Задумался гетман. Замолчал. Мужиловский сидел неподвижно в кресле. Ждал, что скажет гетман. Чувствовал Силуян Мужиловский: сейчас речь пойдет о таком, что не только выслушать внимательно надлежит, а и запомнить крепко. Долго ждать не пришлось. Хмельницкий, глядя на Мужиловского прищуренными глазами, заговорил:
— Боярам думным скажи: кабы не удалось мне вести переговоры со шведами, Ракоция трансильванского держать на привязи, заверить Крым, будто в дружбе с ним нахожусь по-прежнему, — Речь Посполитая обратила бы вместе с ними все оружие против нас, предала бы весь край наш в жертву огню и мечу. Это не радость была бы для нас и для Москвы. Стараниями иезуитов обнесли меня на Москве перед думными и ближними боярами. Кто-то еще из Чигирина те же наветы подогревает, сатанинского рукой подкидывает хворосту в костер. Но недолго это будет. Землю перерою, а сыщу предателей и шпионов! — Хмельницкий тяжело перевел дыхание, сжал кулак и с силой ударил им по колену. — Верю твердо — не пожнут урожая из этих подлых наветов паны-ляхи.

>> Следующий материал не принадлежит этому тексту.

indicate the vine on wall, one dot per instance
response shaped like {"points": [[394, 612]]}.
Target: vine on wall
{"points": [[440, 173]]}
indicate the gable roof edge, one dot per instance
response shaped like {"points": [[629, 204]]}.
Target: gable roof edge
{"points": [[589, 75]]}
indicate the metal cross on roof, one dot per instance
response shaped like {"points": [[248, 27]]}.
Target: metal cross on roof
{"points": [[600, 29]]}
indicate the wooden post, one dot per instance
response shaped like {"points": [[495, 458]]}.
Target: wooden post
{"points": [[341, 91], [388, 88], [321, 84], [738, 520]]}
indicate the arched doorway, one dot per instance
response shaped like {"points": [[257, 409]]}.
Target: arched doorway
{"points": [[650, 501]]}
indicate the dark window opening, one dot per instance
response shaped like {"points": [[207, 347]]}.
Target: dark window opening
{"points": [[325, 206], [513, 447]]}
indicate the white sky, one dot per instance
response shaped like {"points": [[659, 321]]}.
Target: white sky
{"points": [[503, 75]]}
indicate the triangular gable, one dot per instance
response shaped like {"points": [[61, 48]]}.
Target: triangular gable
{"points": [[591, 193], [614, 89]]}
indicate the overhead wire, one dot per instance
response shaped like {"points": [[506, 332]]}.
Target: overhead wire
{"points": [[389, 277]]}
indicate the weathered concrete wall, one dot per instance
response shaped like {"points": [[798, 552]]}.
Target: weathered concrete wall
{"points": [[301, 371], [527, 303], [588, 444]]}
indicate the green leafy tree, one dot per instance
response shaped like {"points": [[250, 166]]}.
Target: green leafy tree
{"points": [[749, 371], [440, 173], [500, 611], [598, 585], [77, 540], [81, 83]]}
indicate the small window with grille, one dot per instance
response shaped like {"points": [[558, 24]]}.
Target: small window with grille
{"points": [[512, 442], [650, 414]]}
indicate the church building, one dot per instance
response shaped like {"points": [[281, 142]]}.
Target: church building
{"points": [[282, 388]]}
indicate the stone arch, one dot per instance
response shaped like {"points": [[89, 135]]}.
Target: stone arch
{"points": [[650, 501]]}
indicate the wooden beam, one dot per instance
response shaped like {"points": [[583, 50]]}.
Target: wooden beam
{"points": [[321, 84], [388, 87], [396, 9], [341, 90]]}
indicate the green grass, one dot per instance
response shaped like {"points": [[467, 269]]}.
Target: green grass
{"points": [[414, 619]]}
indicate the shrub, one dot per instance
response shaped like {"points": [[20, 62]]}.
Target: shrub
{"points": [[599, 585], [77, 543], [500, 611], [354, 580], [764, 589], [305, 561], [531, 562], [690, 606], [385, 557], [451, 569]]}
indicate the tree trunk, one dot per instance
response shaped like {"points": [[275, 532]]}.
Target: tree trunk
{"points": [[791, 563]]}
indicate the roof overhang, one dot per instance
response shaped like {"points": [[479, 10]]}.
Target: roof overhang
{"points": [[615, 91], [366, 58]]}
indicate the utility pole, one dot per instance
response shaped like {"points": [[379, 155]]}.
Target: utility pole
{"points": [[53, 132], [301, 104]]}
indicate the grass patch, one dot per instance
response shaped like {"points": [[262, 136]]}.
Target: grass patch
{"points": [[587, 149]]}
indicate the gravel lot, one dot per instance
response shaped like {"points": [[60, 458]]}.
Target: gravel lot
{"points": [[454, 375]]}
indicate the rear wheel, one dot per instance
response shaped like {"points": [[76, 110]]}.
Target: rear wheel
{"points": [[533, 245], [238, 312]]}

Зря болтают про меня и шведов. Это паны-ляхи шведов в Варшаву, в Краков впустили, оставили народ на произвол судьбы, предали родную землю. Такова-то натура панов шляхтичей. Пес и тот хозяина не продаст. Хуже псов иезуитская нечисть. А я шведов не пустил на Украину! И не пущу!
Мужиловский в знак согласия склонил голову. Выждал с минуту и заметил:
— Слова твои, гетман, не только правдивы, но дальновидны. Чувствую уже теперь, как сердечно примут их думные бояре.
— Живу не только нынешним днем, — решительно произнес Хмельницкий, подымаясь, — гляжу без страха в будущее края нашего и вижу его счастливее оттого, что воплотил мысли народа нашего в Переяславе. Этим утешаюсь и веселюсь. Помни, Силуян! Нас не будет, многих не станет, а край наш, отчизна, всегда будет. Честь нашу грядущие поколения будут мерять не генеалогиями, а поступками, полезными для матери-отчизны. Счастья тебе, Мужиловский! Поклонись царю и боярам. Ступай.
Крепко пожал руку Мужиловскому и отпустил его.
Прощался с Мужиловским, а сам думал уже об ином.
Был уже далеко от Чигирина. Вспомнилось давнее: Дикое Поле, грозные пороги днепровские — шумный гуляка Звонковой, лютый Ненасытен, бесконечное море сплошных плавней, буераки, поросшие кустами, переливчатый блеск степных озер и остров Песковатый. Даже видел в этот миг из своей опочивальни, как клонит ветер-низовец коричневые кисти буркун-зелья, и слышал таинственный плеск тяжелой волны в камышах, крики одинокой чайки, мечущейся в воздухе в предчувствии бури. А над всем этим необозримым простором — могучий взмах крыльев орла, который из темной вышины небес зорким глазом своим видит и пороги, и плавни, и непрестанную зыбь курая, гонимого ветром, и одинокую чайку, встревоженную мрачным предгрозьем. Что ему?